Re: Setting up 2 way pipe for a command
by gloryhack (Deacon) on Jun 29, 2008 at 21:03 UTC
    When it's up to me to implement this, I almost always reach for IPC::Run. The documentation is a bit unwieldy, but once you work through it the implementation is about as straightforward as it can be.
      Thanks for the suggestion. I may have to switch to IPC::Run as I cannot get open2 to work. It seems to block when I try to read the output. I tried setting autoflush for the output but it doesn't seem to help. I should make it clear that I am trying to make this interactive so I need the output for each input (if there is one) while the command is running. I believe there is a 1:1 correspondence between a line into the command and a line out. The line in does what it is supposed to but at that point the script hangs waiting for a line on the output side so the next input line never goes. However, it is possible that there is not a 1:1 correspondence but until I can manage the blocking I won't really know. It appears like pump might do what I need but I have to read up on it more and see some examples.
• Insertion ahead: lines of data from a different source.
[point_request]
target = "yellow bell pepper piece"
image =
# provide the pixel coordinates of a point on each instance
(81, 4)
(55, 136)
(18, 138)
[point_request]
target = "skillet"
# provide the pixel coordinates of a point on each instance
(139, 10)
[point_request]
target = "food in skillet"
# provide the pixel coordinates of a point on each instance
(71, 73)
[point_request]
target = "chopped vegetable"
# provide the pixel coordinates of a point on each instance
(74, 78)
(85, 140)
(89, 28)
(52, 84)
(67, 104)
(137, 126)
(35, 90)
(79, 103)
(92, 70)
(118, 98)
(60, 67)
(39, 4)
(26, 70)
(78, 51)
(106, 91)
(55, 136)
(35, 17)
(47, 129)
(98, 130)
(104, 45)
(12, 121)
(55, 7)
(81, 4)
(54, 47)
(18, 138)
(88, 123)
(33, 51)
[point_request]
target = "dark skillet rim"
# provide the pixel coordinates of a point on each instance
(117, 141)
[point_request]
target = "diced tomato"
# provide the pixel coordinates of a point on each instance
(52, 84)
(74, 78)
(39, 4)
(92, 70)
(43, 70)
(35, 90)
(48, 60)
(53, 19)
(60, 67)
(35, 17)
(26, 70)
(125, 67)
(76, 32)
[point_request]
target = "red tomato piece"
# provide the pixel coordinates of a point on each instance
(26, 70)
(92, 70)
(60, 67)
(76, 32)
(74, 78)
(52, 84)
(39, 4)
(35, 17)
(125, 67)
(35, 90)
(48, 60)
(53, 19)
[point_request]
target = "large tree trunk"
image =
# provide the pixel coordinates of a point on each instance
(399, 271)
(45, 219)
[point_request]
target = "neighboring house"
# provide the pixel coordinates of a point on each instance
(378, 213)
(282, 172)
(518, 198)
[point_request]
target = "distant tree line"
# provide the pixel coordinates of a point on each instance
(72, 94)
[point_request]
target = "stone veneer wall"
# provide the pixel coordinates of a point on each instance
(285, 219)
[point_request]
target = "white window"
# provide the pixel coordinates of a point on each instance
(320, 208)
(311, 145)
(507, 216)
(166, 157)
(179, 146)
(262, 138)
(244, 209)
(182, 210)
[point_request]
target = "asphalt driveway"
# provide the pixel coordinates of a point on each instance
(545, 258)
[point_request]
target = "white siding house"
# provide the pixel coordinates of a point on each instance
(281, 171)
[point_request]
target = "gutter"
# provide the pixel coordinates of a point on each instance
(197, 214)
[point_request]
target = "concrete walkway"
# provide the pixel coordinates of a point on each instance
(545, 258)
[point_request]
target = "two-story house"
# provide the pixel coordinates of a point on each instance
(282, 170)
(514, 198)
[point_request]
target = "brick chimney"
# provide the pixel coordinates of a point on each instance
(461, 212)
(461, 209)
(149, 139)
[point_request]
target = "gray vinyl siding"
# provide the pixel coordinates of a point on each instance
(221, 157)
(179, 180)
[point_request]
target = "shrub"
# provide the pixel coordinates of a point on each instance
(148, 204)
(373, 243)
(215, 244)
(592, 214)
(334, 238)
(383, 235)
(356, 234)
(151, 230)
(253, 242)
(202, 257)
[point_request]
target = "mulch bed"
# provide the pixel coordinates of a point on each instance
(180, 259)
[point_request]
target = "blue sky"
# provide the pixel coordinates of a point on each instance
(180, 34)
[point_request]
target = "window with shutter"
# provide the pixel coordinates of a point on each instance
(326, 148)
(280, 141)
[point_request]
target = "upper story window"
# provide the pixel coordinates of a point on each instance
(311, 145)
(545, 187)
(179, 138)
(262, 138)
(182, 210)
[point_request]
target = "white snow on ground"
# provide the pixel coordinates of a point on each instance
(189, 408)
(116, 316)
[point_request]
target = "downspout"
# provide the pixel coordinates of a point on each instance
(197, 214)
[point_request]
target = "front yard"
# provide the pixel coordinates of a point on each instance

      I switched to IPC::Run but has not faired any better. I keep getting a premature end error even though there is input data. Here is the relevent code segment I have now after many various iterations:
      my $h=start(\@cmd,\$in,\$out,\$err); while (!eof(FILELIST)) { $thisline=readline(FILELIST); ($thisfile,$thisfilesize)=split(/\t/,$thisline +); $in="$thisfile\n"; $h->pump; while ($h->pumpable) { $h->pump; } if (length($out)>0) { putmsg($out); } $total+=$thisfilesize; $complete=sprintf("%.2f",$total/$dumpsize); putmsg("$complete%\n"); } finish $h;
      In one of my iterations I avoided the premature end message however, the script simply quits on the first call of 'pump'. No error message, nothing. Does anyone one see anything obvious? Thanks.
        Uh... "premature end error"? As in HTTP server error response? If this is indeed the case, try running the thing from the command line, or at least printing a text/plain header somewhere ahead of the block above.

        Maybe on that iteration that didn't puke, the application being run via IPC::Run didn't output anything?